- Kategori
- Psikoloji
Yok olmuşluğun içinden...
Yok olmuşluğun içinden çıkıp gelebilsem!
Yüreğimdeki sevginin ışığıyla tekrar var olabilmek için. Kaybolmuş insanların anlayabilmeleri için hayatı , savaşmaktan yorgun düştü ruhum. Çamur deryasında çırpınan insanlar, bırakın ellerimi... Yaşamı yaşamın farkında olarak yaşayan insanlar anlayabilir beni. Boşuna uğraşmayın ele geçiremezsiniz, yok edemezsiniz içimdeki yaşama sevincini. Boşlukta sallanan bir salıncaktayım sanki, anlamsızlığın içinde kaybolan dünyada. Benliğimde beni ben yapan duygular çığlıklar içinde kayboldular. Yok artık acılar, kederler... Yok artık aşklar, hayal kırıklıkları... Gölgeler arasında bıraktım sevdaları... Yüreğimdeki titreşimler suskun ve paramparça ne varsa sevdalardan arta kalan... Şarkılar vermiyor bana ilham. Güneşin sarı saçları kızıl renge büründü. Gökyüzü küskün ağlayamıyor artık. Yağmurlar terkediyor yeryüzünü, yapraklar üzerindeki ıslak pırıltılar sisler arasında. Aşklar nefes alamıyor çıplak bedenlerin şehvetinde, doymak bilmeyen canavar faaliyette...

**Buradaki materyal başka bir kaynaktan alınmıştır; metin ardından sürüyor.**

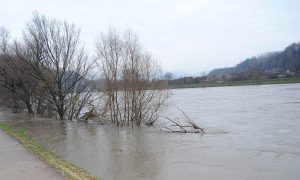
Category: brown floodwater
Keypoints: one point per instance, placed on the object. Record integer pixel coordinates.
(253, 132)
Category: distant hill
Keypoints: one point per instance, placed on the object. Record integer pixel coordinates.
(269, 63)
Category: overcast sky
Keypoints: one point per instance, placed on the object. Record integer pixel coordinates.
(186, 36)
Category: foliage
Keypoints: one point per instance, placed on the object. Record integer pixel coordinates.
(67, 169)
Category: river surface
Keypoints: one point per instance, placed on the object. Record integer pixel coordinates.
(253, 132)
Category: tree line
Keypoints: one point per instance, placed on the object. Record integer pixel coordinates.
(49, 73)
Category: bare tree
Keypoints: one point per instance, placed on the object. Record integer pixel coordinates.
(55, 57)
(131, 85)
(18, 85)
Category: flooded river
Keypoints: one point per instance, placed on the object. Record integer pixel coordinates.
(253, 132)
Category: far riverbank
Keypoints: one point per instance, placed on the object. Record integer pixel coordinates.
(237, 83)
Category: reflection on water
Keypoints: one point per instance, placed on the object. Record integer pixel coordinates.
(253, 133)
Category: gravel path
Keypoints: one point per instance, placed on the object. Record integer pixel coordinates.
(17, 163)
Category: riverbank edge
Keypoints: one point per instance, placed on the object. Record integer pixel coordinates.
(237, 83)
(67, 169)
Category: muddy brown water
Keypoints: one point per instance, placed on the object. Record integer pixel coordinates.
(253, 132)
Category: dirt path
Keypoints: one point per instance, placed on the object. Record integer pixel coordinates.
(17, 163)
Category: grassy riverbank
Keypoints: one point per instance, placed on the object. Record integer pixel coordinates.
(67, 169)
(238, 83)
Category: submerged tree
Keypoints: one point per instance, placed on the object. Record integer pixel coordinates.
(131, 84)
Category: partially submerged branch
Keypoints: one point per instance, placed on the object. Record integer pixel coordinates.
(190, 127)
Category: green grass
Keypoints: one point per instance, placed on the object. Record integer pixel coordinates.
(67, 169)
(238, 83)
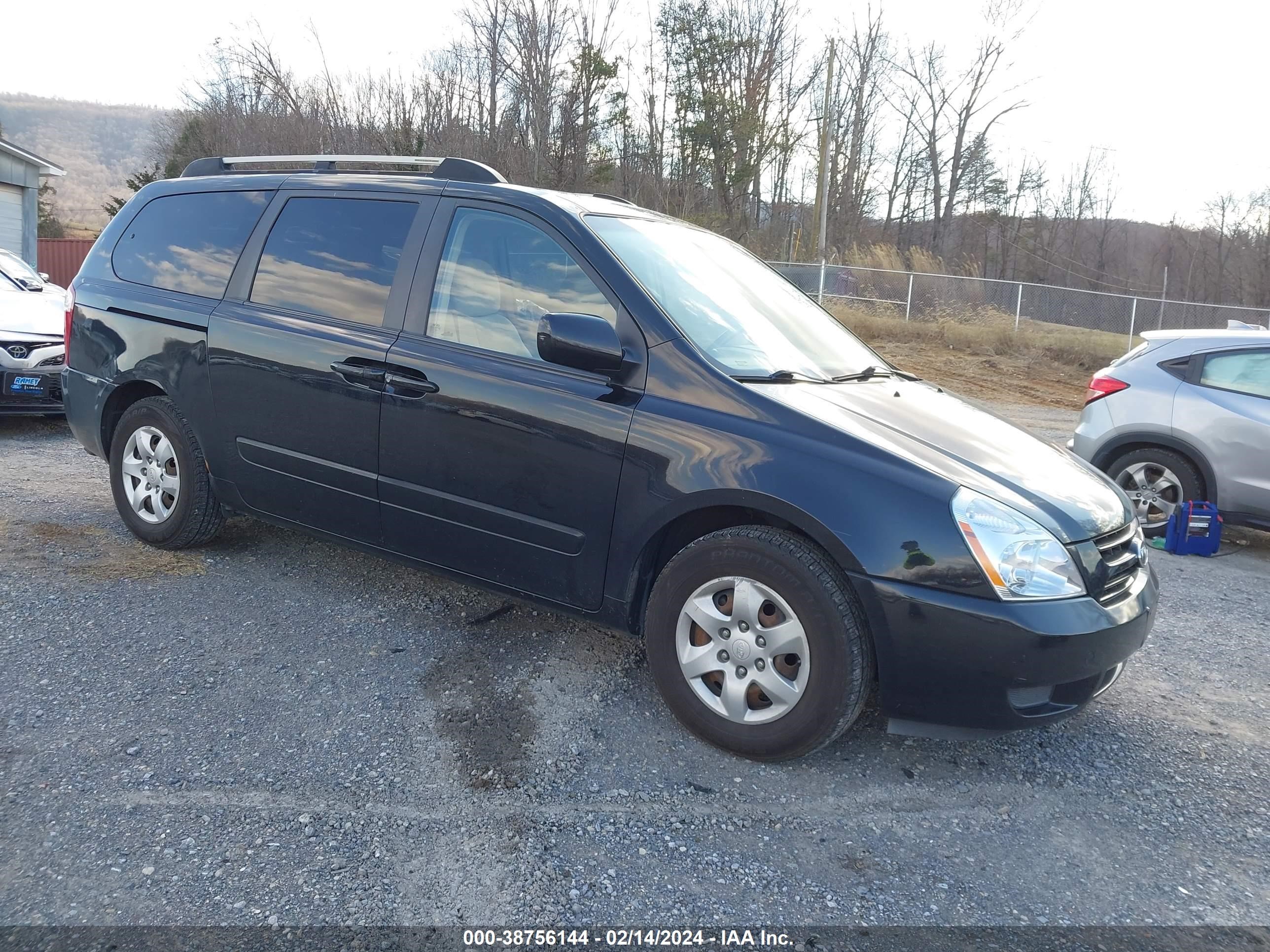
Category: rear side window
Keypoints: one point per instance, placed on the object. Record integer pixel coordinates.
(188, 243)
(334, 257)
(1244, 373)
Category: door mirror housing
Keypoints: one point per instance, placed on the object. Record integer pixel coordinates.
(585, 342)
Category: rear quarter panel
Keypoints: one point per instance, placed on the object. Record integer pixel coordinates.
(140, 336)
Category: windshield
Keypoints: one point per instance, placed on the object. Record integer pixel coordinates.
(16, 268)
(736, 309)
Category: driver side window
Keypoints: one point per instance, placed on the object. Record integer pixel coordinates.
(498, 276)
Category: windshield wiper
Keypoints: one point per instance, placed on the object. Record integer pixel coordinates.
(781, 377)
(876, 371)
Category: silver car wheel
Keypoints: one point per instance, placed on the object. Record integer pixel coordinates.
(151, 476)
(1155, 492)
(742, 650)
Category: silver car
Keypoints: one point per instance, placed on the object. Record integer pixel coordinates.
(1184, 415)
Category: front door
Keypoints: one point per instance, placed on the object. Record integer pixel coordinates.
(492, 461)
(296, 357)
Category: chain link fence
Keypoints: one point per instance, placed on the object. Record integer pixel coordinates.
(930, 298)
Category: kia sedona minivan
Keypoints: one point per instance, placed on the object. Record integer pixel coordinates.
(607, 411)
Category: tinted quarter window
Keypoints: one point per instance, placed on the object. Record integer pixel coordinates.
(498, 276)
(334, 257)
(188, 243)
(1246, 373)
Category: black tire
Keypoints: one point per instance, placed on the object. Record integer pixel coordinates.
(843, 663)
(1191, 481)
(197, 516)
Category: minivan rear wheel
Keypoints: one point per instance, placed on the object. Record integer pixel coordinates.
(757, 643)
(159, 477)
(1156, 481)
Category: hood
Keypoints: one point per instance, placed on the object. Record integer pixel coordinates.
(41, 312)
(968, 446)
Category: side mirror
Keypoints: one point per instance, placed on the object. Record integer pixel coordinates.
(581, 340)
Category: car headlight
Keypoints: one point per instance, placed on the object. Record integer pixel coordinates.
(1020, 558)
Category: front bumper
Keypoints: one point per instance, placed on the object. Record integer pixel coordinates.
(13, 402)
(957, 666)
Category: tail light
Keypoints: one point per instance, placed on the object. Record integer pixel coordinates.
(1101, 386)
(67, 327)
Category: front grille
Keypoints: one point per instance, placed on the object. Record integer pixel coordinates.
(1121, 563)
(26, 348)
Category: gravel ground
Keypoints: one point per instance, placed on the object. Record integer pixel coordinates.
(274, 729)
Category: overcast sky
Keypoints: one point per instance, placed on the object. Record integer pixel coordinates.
(1174, 92)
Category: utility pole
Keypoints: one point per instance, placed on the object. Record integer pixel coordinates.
(822, 186)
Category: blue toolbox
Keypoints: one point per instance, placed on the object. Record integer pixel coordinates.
(1194, 528)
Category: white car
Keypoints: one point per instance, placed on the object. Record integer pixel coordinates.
(32, 314)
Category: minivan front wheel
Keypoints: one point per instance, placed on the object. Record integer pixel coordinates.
(757, 644)
(1156, 481)
(159, 477)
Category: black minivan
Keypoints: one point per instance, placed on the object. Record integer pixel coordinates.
(609, 411)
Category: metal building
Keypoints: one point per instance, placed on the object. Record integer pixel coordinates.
(21, 172)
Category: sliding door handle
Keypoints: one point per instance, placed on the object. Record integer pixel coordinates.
(409, 386)
(357, 373)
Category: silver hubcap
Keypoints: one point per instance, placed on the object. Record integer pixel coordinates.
(742, 650)
(1155, 492)
(151, 479)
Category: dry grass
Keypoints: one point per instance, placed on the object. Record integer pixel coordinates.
(986, 331)
(978, 353)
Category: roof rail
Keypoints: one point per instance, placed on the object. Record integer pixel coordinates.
(448, 168)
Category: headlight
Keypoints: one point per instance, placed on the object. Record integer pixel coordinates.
(1020, 559)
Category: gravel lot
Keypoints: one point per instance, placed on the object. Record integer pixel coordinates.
(275, 729)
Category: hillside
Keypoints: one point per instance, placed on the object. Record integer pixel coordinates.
(98, 145)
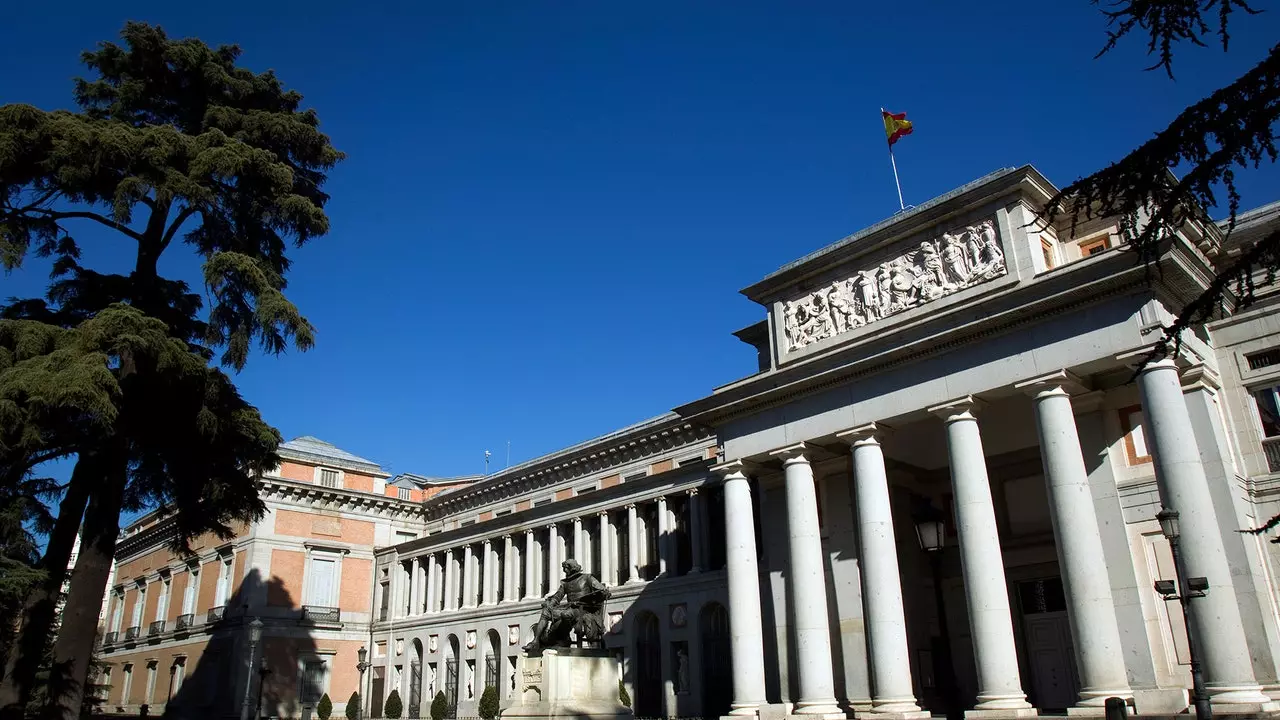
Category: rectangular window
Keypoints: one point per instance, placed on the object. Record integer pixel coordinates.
(312, 680)
(324, 580)
(1134, 437)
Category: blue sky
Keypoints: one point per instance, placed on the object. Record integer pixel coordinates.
(548, 208)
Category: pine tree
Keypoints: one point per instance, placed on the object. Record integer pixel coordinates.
(489, 706)
(393, 707)
(172, 140)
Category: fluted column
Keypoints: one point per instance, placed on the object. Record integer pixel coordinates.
(1095, 632)
(1000, 686)
(556, 559)
(632, 545)
(696, 545)
(808, 586)
(882, 584)
(606, 550)
(746, 629)
(451, 582)
(433, 587)
(663, 537)
(530, 565)
(1184, 487)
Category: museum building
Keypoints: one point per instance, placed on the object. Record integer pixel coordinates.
(938, 493)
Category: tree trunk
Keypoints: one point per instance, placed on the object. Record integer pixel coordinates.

Sen rüzğarların delice estiği ışıklar ülkesinin ormanında kaybolan kül kedisi.
Benliğini bulmaya çalışan baykuşun haykırışları...
Güneşin kör eden ışınlarıyla kavrulan, gölgeleyemem gözlerindeki umut dalgalarını...
Yaşamın renklerini sererim dünyana kalabalıklar içinde sessizce...
Ahh, anlamsızlığın içinden bir güneş gibi doğabilsem!
Yüreğimdeki sevginin ışığıyla tekrar var olabilmek için...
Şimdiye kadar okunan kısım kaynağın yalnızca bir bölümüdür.